With the policy, numerous changes affect university organizations and clubs’ operations. In addition to Student Organization Accounts closing, the policy changed the definitions of student organizations and clarified the role of advisers.
SOA Accounts closing
The Student Organization Accounts service provided bookkeeping and financial services for student organizations. This service ending has created the need for a business account for student organizations, said Jim Johnson, Student Involvement and Leadership Center associate director. Students now have to attach a Social Security Number to accounts at a bank they choose.
Students have to close accounts by April 1 through either zeroing the balance or moving funds to an external account and filling out an account closure form, Johnson said. By that deadline, the form and all payment requests or extension requests must be filled out.
Johnson said the final payments request must be submitted by April 17, and the final check must be picked up by April 30. If an organization expects funding after the April 1 deadline, it can request an extension but should still fill out an account closure form.

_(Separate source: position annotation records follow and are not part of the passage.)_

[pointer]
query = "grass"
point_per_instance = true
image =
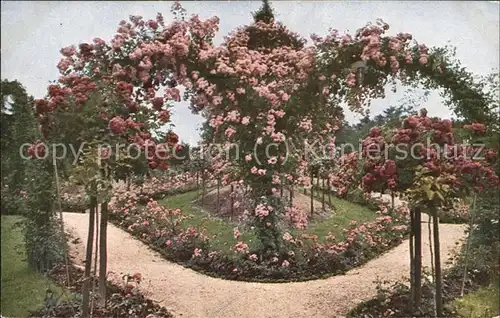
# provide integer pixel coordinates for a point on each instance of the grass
(482, 303)
(222, 230)
(22, 288)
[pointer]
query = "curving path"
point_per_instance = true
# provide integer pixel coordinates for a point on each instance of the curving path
(190, 294)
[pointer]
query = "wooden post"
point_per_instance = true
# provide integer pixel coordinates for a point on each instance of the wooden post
(323, 194)
(218, 194)
(88, 259)
(312, 194)
(437, 264)
(418, 257)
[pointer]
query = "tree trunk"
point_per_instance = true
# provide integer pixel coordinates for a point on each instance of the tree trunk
(202, 187)
(323, 194)
(329, 193)
(437, 265)
(94, 273)
(103, 254)
(281, 187)
(88, 259)
(431, 250)
(412, 260)
(466, 256)
(418, 257)
(66, 247)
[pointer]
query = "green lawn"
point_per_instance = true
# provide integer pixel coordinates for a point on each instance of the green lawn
(345, 211)
(480, 304)
(22, 288)
(222, 230)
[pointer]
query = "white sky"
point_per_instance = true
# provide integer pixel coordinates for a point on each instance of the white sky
(32, 33)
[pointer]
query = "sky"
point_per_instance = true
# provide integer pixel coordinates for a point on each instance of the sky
(32, 33)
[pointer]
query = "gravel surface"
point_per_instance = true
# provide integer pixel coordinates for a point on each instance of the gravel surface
(190, 294)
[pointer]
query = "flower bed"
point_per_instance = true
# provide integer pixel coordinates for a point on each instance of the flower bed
(392, 301)
(301, 257)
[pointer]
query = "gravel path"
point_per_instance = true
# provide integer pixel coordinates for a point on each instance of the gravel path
(190, 294)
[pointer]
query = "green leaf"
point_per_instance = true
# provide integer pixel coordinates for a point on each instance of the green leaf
(430, 194)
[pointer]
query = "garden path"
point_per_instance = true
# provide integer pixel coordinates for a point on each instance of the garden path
(190, 294)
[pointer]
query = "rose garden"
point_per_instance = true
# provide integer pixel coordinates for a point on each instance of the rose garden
(268, 202)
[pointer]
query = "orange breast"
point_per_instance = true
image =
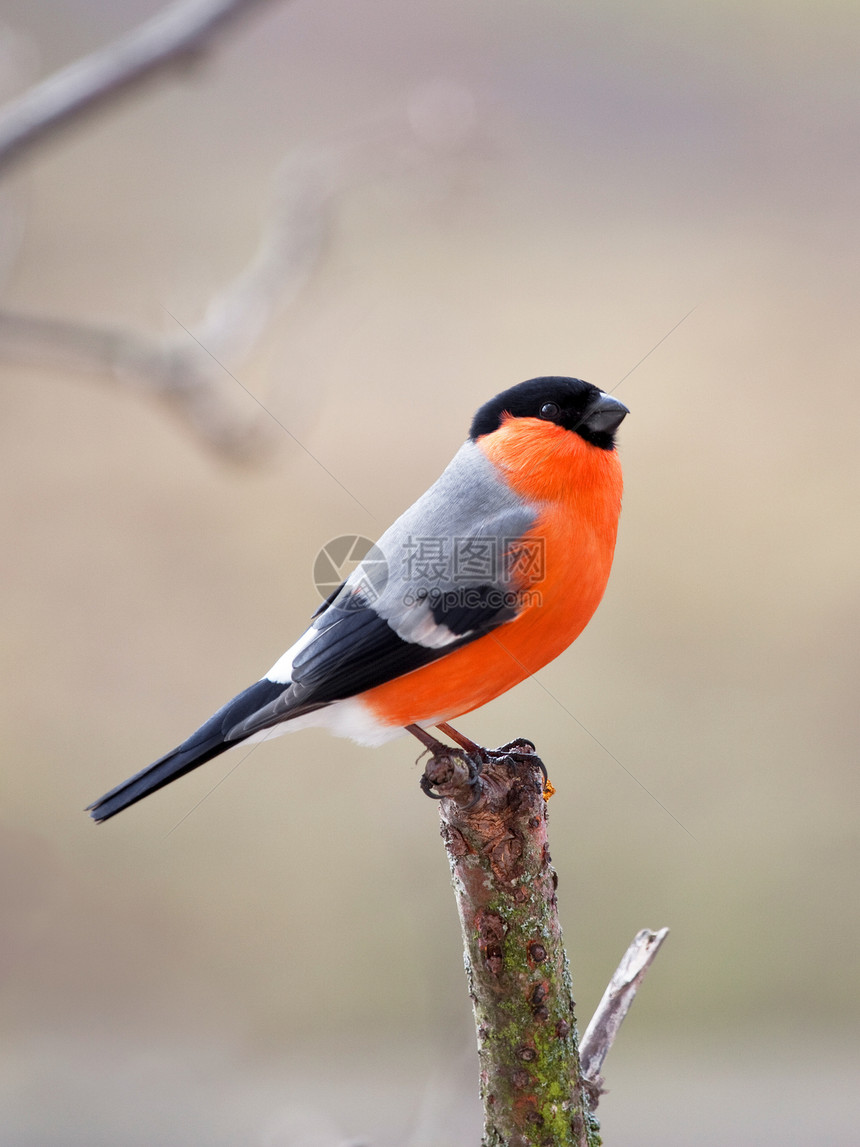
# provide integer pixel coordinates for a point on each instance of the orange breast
(578, 488)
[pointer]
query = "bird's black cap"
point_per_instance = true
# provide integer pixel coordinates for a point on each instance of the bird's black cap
(570, 403)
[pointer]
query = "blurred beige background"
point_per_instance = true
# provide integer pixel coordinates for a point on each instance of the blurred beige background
(290, 951)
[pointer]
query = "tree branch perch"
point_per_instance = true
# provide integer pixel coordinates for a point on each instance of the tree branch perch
(539, 1087)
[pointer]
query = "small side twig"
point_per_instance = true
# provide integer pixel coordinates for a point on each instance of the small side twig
(538, 1084)
(614, 1007)
(531, 1083)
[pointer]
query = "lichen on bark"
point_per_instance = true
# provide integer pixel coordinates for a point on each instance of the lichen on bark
(516, 966)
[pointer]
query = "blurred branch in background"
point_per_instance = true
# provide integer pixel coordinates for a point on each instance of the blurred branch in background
(537, 1084)
(186, 369)
(174, 38)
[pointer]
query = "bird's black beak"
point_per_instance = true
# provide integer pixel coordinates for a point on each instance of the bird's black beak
(606, 415)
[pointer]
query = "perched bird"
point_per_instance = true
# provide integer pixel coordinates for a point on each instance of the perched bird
(489, 576)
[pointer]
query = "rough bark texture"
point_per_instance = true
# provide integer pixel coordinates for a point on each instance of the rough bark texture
(517, 970)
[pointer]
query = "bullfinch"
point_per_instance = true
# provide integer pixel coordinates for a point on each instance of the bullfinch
(490, 575)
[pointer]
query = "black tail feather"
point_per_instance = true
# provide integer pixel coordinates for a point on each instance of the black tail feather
(210, 740)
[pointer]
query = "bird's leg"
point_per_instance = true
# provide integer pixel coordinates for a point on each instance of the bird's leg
(427, 739)
(473, 756)
(521, 749)
(462, 741)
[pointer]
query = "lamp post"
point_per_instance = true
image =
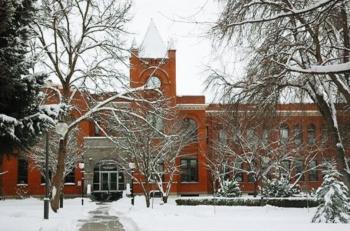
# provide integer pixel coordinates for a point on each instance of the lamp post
(132, 167)
(81, 166)
(46, 199)
(61, 129)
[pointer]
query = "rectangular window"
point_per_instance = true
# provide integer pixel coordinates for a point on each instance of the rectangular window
(70, 177)
(159, 172)
(299, 169)
(313, 171)
(298, 133)
(189, 170)
(238, 171)
(22, 171)
(43, 176)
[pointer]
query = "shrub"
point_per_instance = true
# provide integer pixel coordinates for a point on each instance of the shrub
(279, 188)
(279, 202)
(230, 189)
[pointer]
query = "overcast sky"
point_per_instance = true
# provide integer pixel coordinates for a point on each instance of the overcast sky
(173, 19)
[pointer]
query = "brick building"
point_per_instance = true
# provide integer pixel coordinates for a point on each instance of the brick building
(153, 63)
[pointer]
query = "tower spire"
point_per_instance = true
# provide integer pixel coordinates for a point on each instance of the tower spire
(152, 45)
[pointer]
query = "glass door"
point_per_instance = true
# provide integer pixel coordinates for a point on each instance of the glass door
(104, 181)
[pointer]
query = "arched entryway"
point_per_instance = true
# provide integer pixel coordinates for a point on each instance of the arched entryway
(108, 181)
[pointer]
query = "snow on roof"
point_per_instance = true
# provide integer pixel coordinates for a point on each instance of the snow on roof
(152, 45)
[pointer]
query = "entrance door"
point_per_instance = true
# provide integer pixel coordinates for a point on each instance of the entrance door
(106, 178)
(104, 181)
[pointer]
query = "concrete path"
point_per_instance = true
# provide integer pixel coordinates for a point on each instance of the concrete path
(100, 220)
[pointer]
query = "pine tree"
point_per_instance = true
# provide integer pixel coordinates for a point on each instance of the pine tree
(21, 120)
(334, 197)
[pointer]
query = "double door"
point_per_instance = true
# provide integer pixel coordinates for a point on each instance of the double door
(108, 181)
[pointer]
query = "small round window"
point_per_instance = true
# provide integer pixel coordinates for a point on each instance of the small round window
(153, 82)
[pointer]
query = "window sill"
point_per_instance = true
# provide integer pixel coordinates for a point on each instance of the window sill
(189, 182)
(69, 184)
(22, 184)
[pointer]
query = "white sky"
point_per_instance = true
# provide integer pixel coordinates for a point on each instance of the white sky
(193, 47)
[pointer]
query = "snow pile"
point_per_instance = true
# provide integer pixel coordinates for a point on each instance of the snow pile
(27, 214)
(334, 197)
(170, 217)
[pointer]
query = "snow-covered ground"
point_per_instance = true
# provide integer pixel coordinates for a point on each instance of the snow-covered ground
(18, 215)
(170, 217)
(27, 214)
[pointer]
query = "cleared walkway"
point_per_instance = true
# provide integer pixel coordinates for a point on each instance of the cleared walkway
(100, 220)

Student organization definitions
University entities are now defined as three types of student organizations: nonregistered, university and self-governed.
Johnson said university student organizations are part of IU and subject to all policies.
Self-governed student organizations are independent and free to exist at any time. SGSO leaders and advisers are responsible for all conduct and activity.
Self-governed student organizations can also be split further into different categories such as unincorporated nonprofit associations and nonprofit corporations. Johnson said nonprofit corporations must establish themselves through the Indiana Secretary of State and can gain federal tax exemption.
Becoming a nonprofit corporation shouldn’t be pursued lightly, Johnson said. Nonprofit corporations need to file multiple forms and formal business records must be maintained. Boards of directors have to be created, and financial records have to be sent in as well.
If a student organization is interested in becoming a nonprofit corporation, then it must choose a name, draft bylaws and decide on initial incorporators, among other needs. It then has to file Articles of Incorporation with the Indiana Secretary of State. It may also look into filing the Nonprofit Application for Sales Tax Exemption.
Other changes are clarifying the role of an adviser.
The relationship between student and advisers in control of organizations used to be murky. Now, however, Johnson said the new policy gives students more explicit power over their organizations.
They are supposed to provide advice, but not act as supervisors for a student organization, the policy said.